And that's when Dean blew it. He conceded the main thrust of Sharpton's and Edwards' attack. He admitted that the Confederate flag is in fact "a racist symbol" - an American swastika, in the words of Sharpton and others - but he wanted the support of those who embrace it anyway.

Even though he seems to think Southern racism is the GOP's fault, Dean's response put him to the racist-right of the entire Republican Party. The overwhelming majority of the flag's defenders say it stands for heritage and honor, not racism. Opponents say that's all bogus.

But no one in the GOP or anyone else outside of the extreme racist fringe ever says, "Oh sure, the Confederate flag stands for nothing but bigotry and racism, but we want to keep it anyway."

But Dean said it's racist and, well, he doesn't really care so long as the racists vote for him.

Or at least that's what he initially said. Realizing that his position was untenable, he had to apologize. Sort of. In his mea culpa in New York on Nov. 5, Dean said he was sorry if he caused blacks or Southerners any pain (I'm sure millions were in agony) but, he insisted, what he was really trying to do was launch a much-needed "dialogue." It's funny how he never mentioned that was his intent until the whole thing blew up in his face.

Dean had an opportunity for his own Sista Souljah moment. That was when Clinton offended Jesse Jackson by denouncing black rap and signaled that he was willing to throw off the puppet strings of black activists in his party.

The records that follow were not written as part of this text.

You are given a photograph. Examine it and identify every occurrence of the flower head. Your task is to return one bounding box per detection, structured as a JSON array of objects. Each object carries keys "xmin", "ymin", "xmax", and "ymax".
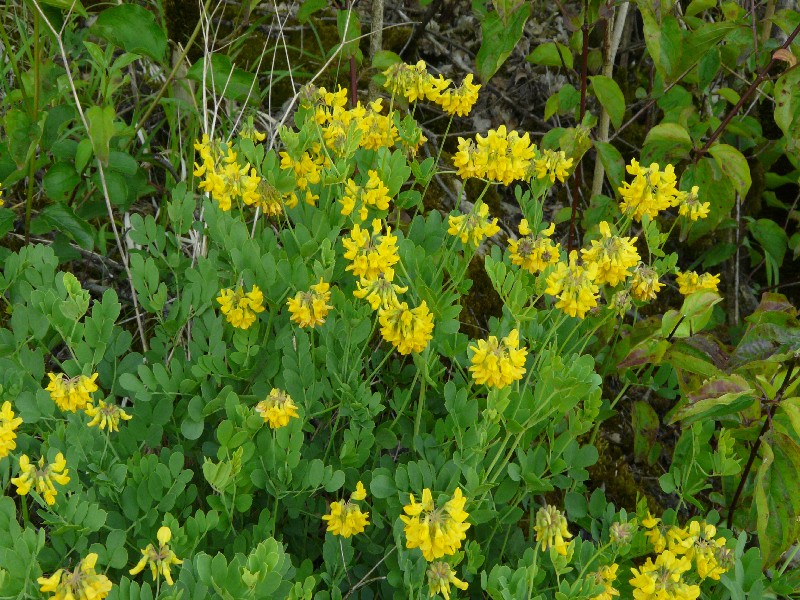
[
  {"xmin": 129, "ymin": 527, "xmax": 183, "ymax": 585},
  {"xmin": 11, "ymin": 452, "xmax": 69, "ymax": 506},
  {"xmin": 469, "ymin": 329, "xmax": 528, "ymax": 388},
  {"xmin": 581, "ymin": 221, "xmax": 640, "ymax": 287},
  {"xmin": 256, "ymin": 388, "xmax": 300, "ymax": 429},
  {"xmin": 400, "ymin": 488, "xmax": 469, "ymax": 561},
  {"xmin": 378, "ymin": 300, "xmax": 433, "ymax": 354},
  {"xmin": 545, "ymin": 250, "xmax": 599, "ymax": 319},
  {"xmin": 84, "ymin": 400, "xmax": 131, "ymax": 433},
  {"xmin": 286, "ymin": 277, "xmax": 333, "ymax": 328},
  {"xmin": 45, "ymin": 373, "xmax": 98, "ymax": 412},
  {"xmin": 217, "ymin": 285, "xmax": 264, "ymax": 329},
  {"xmin": 533, "ymin": 505, "xmax": 572, "ymax": 556},
  {"xmin": 36, "ymin": 552, "xmax": 112, "ymax": 600},
  {"xmin": 0, "ymin": 400, "xmax": 22, "ymax": 458}
]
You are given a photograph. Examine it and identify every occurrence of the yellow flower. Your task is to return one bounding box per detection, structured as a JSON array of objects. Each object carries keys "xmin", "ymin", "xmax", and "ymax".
[
  {"xmin": 353, "ymin": 270, "xmax": 408, "ymax": 310},
  {"xmin": 581, "ymin": 221, "xmax": 640, "ymax": 287},
  {"xmin": 469, "ymin": 329, "xmax": 528, "ymax": 389},
  {"xmin": 286, "ymin": 277, "xmax": 333, "ymax": 328},
  {"xmin": 592, "ymin": 563, "xmax": 619, "ymax": 600},
  {"xmin": 45, "ymin": 373, "xmax": 97, "ymax": 412},
  {"xmin": 322, "ymin": 481, "xmax": 369, "ymax": 538},
  {"xmin": 427, "ymin": 560, "xmax": 468, "ymax": 600},
  {"xmin": 435, "ymin": 73, "xmax": 481, "ymax": 117},
  {"xmin": 256, "ymin": 388, "xmax": 300, "ymax": 429},
  {"xmin": 400, "ymin": 488, "xmax": 469, "ymax": 561},
  {"xmin": 677, "ymin": 185, "xmax": 711, "ymax": 221},
  {"xmin": 129, "ymin": 527, "xmax": 183, "ymax": 585},
  {"xmin": 447, "ymin": 202, "xmax": 500, "ymax": 248},
  {"xmin": 11, "ymin": 452, "xmax": 69, "ymax": 506},
  {"xmin": 630, "ymin": 550, "xmax": 700, "ymax": 600},
  {"xmin": 0, "ymin": 400, "xmax": 22, "ymax": 458},
  {"xmin": 84, "ymin": 400, "xmax": 131, "ymax": 433},
  {"xmin": 378, "ymin": 300, "xmax": 433, "ymax": 354},
  {"xmin": 342, "ymin": 219, "xmax": 400, "ymax": 279},
  {"xmin": 631, "ymin": 264, "xmax": 664, "ymax": 302},
  {"xmin": 340, "ymin": 171, "xmax": 391, "ymax": 221},
  {"xmin": 508, "ymin": 219, "xmax": 561, "ymax": 275},
  {"xmin": 36, "ymin": 552, "xmax": 112, "ymax": 600},
  {"xmin": 545, "ymin": 250, "xmax": 599, "ymax": 319},
  {"xmin": 675, "ymin": 271, "xmax": 719, "ymax": 296},
  {"xmin": 619, "ymin": 159, "xmax": 678, "ymax": 221},
  {"xmin": 533, "ymin": 505, "xmax": 572, "ymax": 556},
  {"xmin": 533, "ymin": 150, "xmax": 572, "ymax": 183},
  {"xmin": 217, "ymin": 285, "xmax": 264, "ymax": 329}
]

Instead, Dean offered a different sort of Clintonesque moment, signaling that when caught in an untenable situation he can spout a fog obfuscation and explanations untethered to reality.

Worse, he offered his quasi-apology the same day he signaled that he wanted to opt out of public financing for his campaign. Dean has long said such a move by a Democrat would be an outrage, but he could have gotten away with it by appealing to the Democrats' desire to win.

But by announcing the move in the same speech that he offered apologetic gobbledygook about the flag flap, he seemed desperate, arrogant and unprepared for the big leagues. I mean he made Al Sharpton seem like the more mature candidate.

Dean may still win the nomination and conceivably the presidency. But this week he made his job tougher by managing to insult Southern whites and liberal blacks and flip-flopping on a core issue of his campaign and his party. Talk about classic Democratic marksmanship - he shot himself in the foot three times.